8:45am we were all near the crime scene. 9am sharp the cash retriever from the government, a bottle-green van written in big, bold letters FIDELITY GUARD, takes cash out of the bank every Friday. It was there on time with money that can get me a jet specially designed by me. There was this white not-so-tall guy, wearing the normal brown uniform, with a face that shows he is not happy where he’s working, holding the bag that’s supposed to retrieve cash from the bank, and also packing a 357 black magnum close to his left hip, while two other men were guarding the root of all evil. Two of us mabrada went around the corner of the bank to attend the guard, after he came out with cash. We waited anxiously to shut him down, and while we wait, the others have already taken the cash out of the van into the other car and finished with the guards.

I have one of those faces that people recognise easily or mistake for someone they know. Some mad cow across the street from the bank calls me, thinking he knows me but actually doesn’t. Shit-head calls me just as we’re about to cripple the guard at 9:15am sharp, as he is coming back from retrieving the cash we dearly want. Maman with me is so shocked by this shit-head man who called me that he opens fire randomly. As I took the bag off his hand after he shot me in the leg, maman just got more mad, his fuse overheating. Seemed like one of the bullets had the guard’s name and that day’s date engraved on it, when it went for the guard’s head and you don’t want to know what happened to the cerebrum cortex, bra. Blood everywhere, so much, mabrada, the scene looked like a Tarrantino movie. Then maman helped me to walk the painful journey through town so we can reach the others in the getaway car, blood spilling in the street as we were walking, battling to try and keep up with the burning bullet in my leg. People we met were so terrified by the sight of blood that not even one approached to lend a hand and carry me across the street. Anyway, who in their right mind comes to the assistance of a killer and a thief?
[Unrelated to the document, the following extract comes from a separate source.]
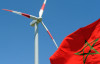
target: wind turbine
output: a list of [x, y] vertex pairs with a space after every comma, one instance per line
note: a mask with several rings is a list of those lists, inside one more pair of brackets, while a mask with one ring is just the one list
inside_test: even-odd
[[39, 17], [33, 16], [33, 15], [29, 15], [26, 13], [22, 13], [22, 12], [17, 12], [17, 11], [13, 11], [13, 10], [8, 10], [8, 9], [2, 9], [5, 11], [9, 11], [9, 12], [13, 12], [22, 16], [25, 16], [27, 18], [32, 19], [33, 21], [30, 23], [31, 26], [35, 26], [35, 64], [39, 64], [38, 63], [38, 24], [41, 22], [41, 24], [43, 25], [43, 27], [46, 29], [47, 33], [49, 34], [49, 36], [51, 37], [51, 39], [53, 40], [55, 46], [58, 48], [54, 38], [52, 37], [51, 33], [49, 32], [48, 28], [46, 27], [46, 25], [43, 23], [42, 21], [42, 15], [44, 12], [44, 8], [45, 8], [45, 4], [46, 4], [46, 0], [44, 0], [44, 3], [39, 11]]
The time was now 10:45am as we approached the car that had been anxiously waiting for us. Mapeople were shocked to see my shot leg, so they quickly took me to the hood and the nearest hospital. It took me eight long months to walk again, mabrada.

Eight months after, two men swing through my crib and start questioning my where about on this particular day, so I give them the answer they want to hear: ‘I was in town.’ ‘Doing what in town at that time of the day, and aren’t you supposed to be at school?’ Just told them politely that I had an appointment with the family doctor because I had hurt myself in school playing rugby. I had all the proofs, doctor’s note, x-ray, the receipt from the pharmacy for pain killers and anti-biotic pills, enough evidence to set me free from these detectives who only had one intention, to leave with me. But they didn’t, idlozi lami lingidele. ‘What’s your name, my son?’ they asked politely. ‘My name is Mutambo,’ I replied, outwardly cool calm and collected but boiling inside. ‘Sorry to bother you, young man, and we hope to see you as president of the country one day,’ talking with smiles on their faces and on their way out of my kingdom. President, me? Please! But what was annoying most was the nerve these guys had to budge in my dome and treat me like a suspect before they even asked for my name.

Sho! Mafriend, look at the time, I have to catch a jet back to planet Blunteck and cruise with trees, mabrada, see you around, budda, and watch yourself man, you might never know who is going to jack that platinum shiny wrist-watch of yours, laced with stuff that looks like diamonds. Are they diamonds for real? Let me see, mabrada, d-e-m they are, Africa’s treasure. How much did it cost? What! R10 000. Shit, give me everything you have, nja, NOW! Ang’sana ntliziyo tsotsi, quickly man! Mr. revolver has no patience and give me those shoes, its time you walked the earth bare foot, black man.